I've used Apricorn drives at previous jobs. They're cool and very much fit for purpose, but I'd have a hard time justifying the significant price premium when software is nearly as good, free, and works with any drive.
Confidential files in a public setting? Don't fucking bring confidential files to a public setting. But if you must, a big bulky laptop with (good) FDE is a lot more sequre than a flash drive someone can pickpocket.
Border crossing? Guess what? You paint a MASSIVE red flag on your back and get to learn that you don't actually have all that many rights in the time between stepping on foreign soil and being admitted by customs. Congrats, you gave them the wrong code three times and it got wiped. They are going to break your face and put you in a black site.
Hiding sensitive/highly illegal content in the event of a police investigation: Yeah... if you are at the point where there is a warrant (or black van) out for your arrest than it really doesn't matter if they can see whatever you were looking at last night.
At my old job we required these for "thumb drives" and all they ever did was make reformatting machines pure hell.
I have a USB drive with a keypad on it, it stores my FIPS Compliant SSH-key for IL-5 government systems. I unlock it to add my key into my ssh-agent, and don't use it for anything else. Though it is an 8gig USB stick, so I could in theory run some kind of security/pen testing flavor of linux plus a VPN Client to connect to said systems.
I have this device and use it to store my keepassxc and onlykey backups, and it's useful to me because I've stopped using passwords (I only need to remember the pins for these devices which can unlock my keepass dbs that have everything else).
It seems secure enough for my use case, especially since the files I store in it are themselves encrypted (the onlykey backup still requires a pin), but I still want them to be difficult to access.
I've had to rely on it before but only because I didn't prepare a backup onlykey ahead of time- ideally it should be one of many recovery methods. But so far it's worked great for me.

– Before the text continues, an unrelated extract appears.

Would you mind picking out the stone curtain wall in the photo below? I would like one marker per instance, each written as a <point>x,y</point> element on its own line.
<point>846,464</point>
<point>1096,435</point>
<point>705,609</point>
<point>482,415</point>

I wonder if you can encrypt the files prior to storing them on the key, which would then encrypt them a second time with a different method. Would the compromise the data in any meaningful way? Or would it mean that you had to decrypt the key and then decrypt the data a second time?
I see one use-case, If you're going w/ sth illegal as hell to a place where you might get arrested and searched for just being there i.e a protest, nuking your (illegal) data might save your ass.
One thing I can tell you, it's that you can't use them as bootable drives to install an OS from. And if you try to pass the USB connection from an ESXi host to a VM on it, it won't work.
Aside from that, they're really annoying to work with.